The Graph Theory | Introduction
In this blog post
- we will be giving a basic introduction to graphs,
- discuss some applications of graphs
- learn how to represent a graph.
Introduction To Graphs
Graph is one of the indispensable topics that you’ll go through in your computer science journey. Hundreds of interesting computational problems are solved in terms of graphs. Within this blog post we will be looking at some of the application of graphs.
- Graph theory is used for ranking (ordering) links on google search engine
- It’s used in GPS to find the shortest path from one location to another
- It’s also used in search bar of facebook and other social networking sites where they use graph api. Every user is node/vertices and there is a connection between them represented by edges
- On e-commerce website like amazon, relationship graphs are used to show recommendations.
The above applications are just to name a few and by this you must have figured out that every major feature in a project isn’t complete without graphs.

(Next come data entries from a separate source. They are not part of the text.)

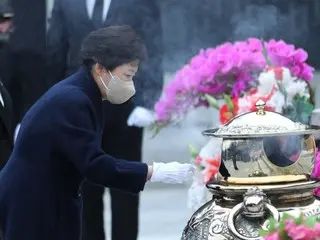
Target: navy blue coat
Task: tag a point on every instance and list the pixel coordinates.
(58, 146)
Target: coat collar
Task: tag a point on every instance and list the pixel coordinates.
(89, 85)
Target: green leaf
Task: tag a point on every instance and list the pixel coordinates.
(212, 101)
(193, 151)
(310, 222)
(264, 233)
(299, 220)
(272, 224)
(229, 103)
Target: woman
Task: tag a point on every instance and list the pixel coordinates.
(59, 144)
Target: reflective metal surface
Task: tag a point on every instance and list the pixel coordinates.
(212, 221)
(270, 159)
(259, 124)
(269, 156)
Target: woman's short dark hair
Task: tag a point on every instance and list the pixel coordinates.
(112, 47)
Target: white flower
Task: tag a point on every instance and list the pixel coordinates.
(297, 87)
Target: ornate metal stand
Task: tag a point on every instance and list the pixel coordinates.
(243, 221)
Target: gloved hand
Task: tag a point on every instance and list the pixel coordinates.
(141, 117)
(172, 173)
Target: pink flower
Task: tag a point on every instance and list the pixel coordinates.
(316, 230)
(227, 69)
(273, 236)
(298, 232)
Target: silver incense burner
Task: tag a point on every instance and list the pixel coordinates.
(269, 160)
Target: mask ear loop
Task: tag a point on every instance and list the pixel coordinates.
(103, 83)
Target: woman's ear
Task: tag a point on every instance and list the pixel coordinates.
(98, 68)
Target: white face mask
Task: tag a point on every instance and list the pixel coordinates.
(117, 90)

Within further blog post we will be covering algorithms and programs related to breadth-first and depth-first search. Next we will be using those algorithms to computer minimum-weight spanning tree of a graph. Further we will learn to compute shortest path between vertices when each edge has an associated length or weight.
In order to calculate the running time of a graph on a given graph G = (V,E), we usually measure the size of the input in terms of number of vertices V and edges E of a graph. For example we donate the running time in O(V*E). Within the pseudocode we view vertex and edge sets as attributes of a graph.
Representation of graphs
There are two standard ways to represent a graph G = (V,E): as a collection of adjacency list or a adjacency matrix. Both these ways can be used for directed or undirected graphs.
In case the edges are much less than vertices in a graph we use adjacency list to represent graphs and in case the graph is dense such that edges are equal to vertices in a graph we use adjacency matrix. Both the representation for directed and undirected graphs are shown below in example.
There are two main ways to represent graphs, first as a collection of adjacency list and other as an adjacency matrix. Either way applies to both directed and undirected graphs. Adjacency list represents the edges of a graph.
If G is a directed graph, the sum of the lengths of all the adjacency list is E. If G is an undirected graph, the sum of the lengths of all the adjacency list is 2*E. For both directed and undirected graphs, the adjacency list representation has a property that the amount of memory it requires is θ (V + E).
For representing weighted graphs, we use adjacency list. Weighted graphs are graphs for which each edge has an associated weight.
A major disadvantage of adjacency list is that it provides no quicker way to determine whether a given edge is present in a graph or not. This disadvantage is however covered up by adjacency matrix, but at a cost of using more memory.
That’s all for now! We have created a basic understanding of graphs in this blog post. We leant the application of graphs and how to represent them using adjacency list and adjacency matrix. Within the next blog post we will discuss breadth first search and implement an algorithm related to the same.